Hace tres años, antes de la pandemia, en plena comida rodeada de personas, escuché en la televisión el caso de Plácido Domingo y una persona, sentada a mi lado, decía: “¿Por qué no lo dejan tranquilo? Ha pasado mucho tiempo y le están arruinando la vida”. De golpe, esa frase, que no iba dirigida a mí, se sintió mía. Y me despertó. No paraba de repetirla en la cabeza. Ha pasado mucho tiempo. Le están arruinando la vida. No había dejado de tener pesadillas desde los tres años. Me habían arruinado la vida en cierta manera y necesitaba soltar para que el tiempo pudiese correr porque, en mi cabeza, seguía sintiéndome esa niña, seguía sintiendo que había pasado ayer, seguía sin haber tenido la justicia que necesitaba, la paz de sacar de mi vida cualquier mención a la persona que me había hecho daño. Y pensar que alguien pensara que el hecho de alzar la voz era egoísta o le destrozaría la vida al agresor y no a la agredida hizo que me hirviera la sangre.

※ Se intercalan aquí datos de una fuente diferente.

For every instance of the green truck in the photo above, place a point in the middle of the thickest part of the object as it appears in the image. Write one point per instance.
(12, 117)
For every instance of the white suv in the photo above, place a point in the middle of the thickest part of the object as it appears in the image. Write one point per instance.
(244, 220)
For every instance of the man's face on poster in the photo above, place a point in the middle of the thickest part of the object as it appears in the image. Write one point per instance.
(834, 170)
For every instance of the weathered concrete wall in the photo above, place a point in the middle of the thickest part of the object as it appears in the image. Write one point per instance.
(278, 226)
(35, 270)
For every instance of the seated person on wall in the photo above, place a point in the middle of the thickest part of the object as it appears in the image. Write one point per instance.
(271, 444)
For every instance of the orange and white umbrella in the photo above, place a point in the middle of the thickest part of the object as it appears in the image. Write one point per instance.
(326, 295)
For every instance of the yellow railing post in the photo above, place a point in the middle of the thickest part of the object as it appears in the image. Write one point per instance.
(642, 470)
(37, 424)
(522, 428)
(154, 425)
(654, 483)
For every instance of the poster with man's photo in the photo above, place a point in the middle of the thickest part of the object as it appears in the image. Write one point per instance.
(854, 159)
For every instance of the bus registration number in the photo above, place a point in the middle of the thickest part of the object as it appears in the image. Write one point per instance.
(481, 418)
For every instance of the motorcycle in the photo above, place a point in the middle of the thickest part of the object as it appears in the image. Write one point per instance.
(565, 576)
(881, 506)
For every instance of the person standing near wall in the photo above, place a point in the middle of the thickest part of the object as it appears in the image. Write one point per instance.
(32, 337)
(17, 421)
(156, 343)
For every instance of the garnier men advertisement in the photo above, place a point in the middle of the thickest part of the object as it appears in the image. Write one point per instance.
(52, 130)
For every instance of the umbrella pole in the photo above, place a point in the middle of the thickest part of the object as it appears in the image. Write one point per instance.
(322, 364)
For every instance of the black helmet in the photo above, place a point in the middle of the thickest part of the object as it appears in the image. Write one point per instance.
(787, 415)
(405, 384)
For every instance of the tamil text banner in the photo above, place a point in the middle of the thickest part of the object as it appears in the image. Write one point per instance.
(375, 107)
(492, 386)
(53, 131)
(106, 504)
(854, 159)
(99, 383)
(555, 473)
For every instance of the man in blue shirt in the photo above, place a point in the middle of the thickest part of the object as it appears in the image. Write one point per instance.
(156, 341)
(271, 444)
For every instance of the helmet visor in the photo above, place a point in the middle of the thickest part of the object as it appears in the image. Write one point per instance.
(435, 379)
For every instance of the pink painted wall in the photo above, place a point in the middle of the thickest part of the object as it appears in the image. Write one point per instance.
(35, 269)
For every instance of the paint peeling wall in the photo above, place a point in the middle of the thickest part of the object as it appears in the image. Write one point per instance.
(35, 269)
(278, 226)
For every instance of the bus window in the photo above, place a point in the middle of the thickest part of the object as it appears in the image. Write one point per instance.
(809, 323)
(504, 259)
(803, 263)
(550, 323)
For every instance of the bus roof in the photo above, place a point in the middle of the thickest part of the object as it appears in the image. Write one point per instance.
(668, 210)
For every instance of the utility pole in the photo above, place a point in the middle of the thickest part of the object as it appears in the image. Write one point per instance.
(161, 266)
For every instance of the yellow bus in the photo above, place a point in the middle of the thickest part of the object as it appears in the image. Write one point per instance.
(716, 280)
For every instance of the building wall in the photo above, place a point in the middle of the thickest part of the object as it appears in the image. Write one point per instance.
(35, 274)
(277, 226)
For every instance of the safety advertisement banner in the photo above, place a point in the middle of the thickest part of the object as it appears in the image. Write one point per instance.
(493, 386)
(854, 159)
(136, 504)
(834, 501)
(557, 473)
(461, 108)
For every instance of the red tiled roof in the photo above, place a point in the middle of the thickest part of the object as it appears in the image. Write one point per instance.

Fue la primera vez que pensé en él como eso: un agresor. Curioso y desolador saber que tienes tanta teoría de género, que has ido a tantas charlas y manifestaciones, que has leído artículos y ensayos… pero que, en primera persona, la herida es tan profunda que no hay raciocinio que te ayude a empaparte -de verdad- de frases como no es tu culpa. Lo sabes, pero no lo comprendes. Hasta que, de repente, lo haces.

Así que me levanté de la comida en la que estaba, me fui, llorando, a casa. Encendí el ordenador, tecleé con manos temblorosas ‘psicóloga cita’. Busqué, escogí, llamé, fui. Temblando.

Han pasado tres años y puedo decir que no ha sido fácil. El proceso ha sido duro. Pero ahora me doy cuenta de que era mucho más duro convivir con ese terror a hablar por miedo a que otras personas sufrieran con mi historia, por miedo a no ser creída, por miedo a ser juzgada, por… miedo. Ahora, mi casa está limpia, en mi vida hay menos gente pero está la correcta, la necesaria. Ahora, entro en Twitter y leo toda la polémica por las declaraciones del Xokas sobre cómo su amigo se ‘ligaba a chicas colocadas’ y me siento fuerte para leer los comentarios con historias terribles de violaciones y abusos, para decir que es cultura de la violación, para dar mi apoyo a mis amigas que, ahora, me dan la mano y también me cuentan sus historias -porque, sí, hay muchas enterradas-. Y me siento fuerte para escribir esto, con la esperanza de iluminar el camino a más y más mujeres que me leen desde la oscuridad. Aunque todavía esté temblando.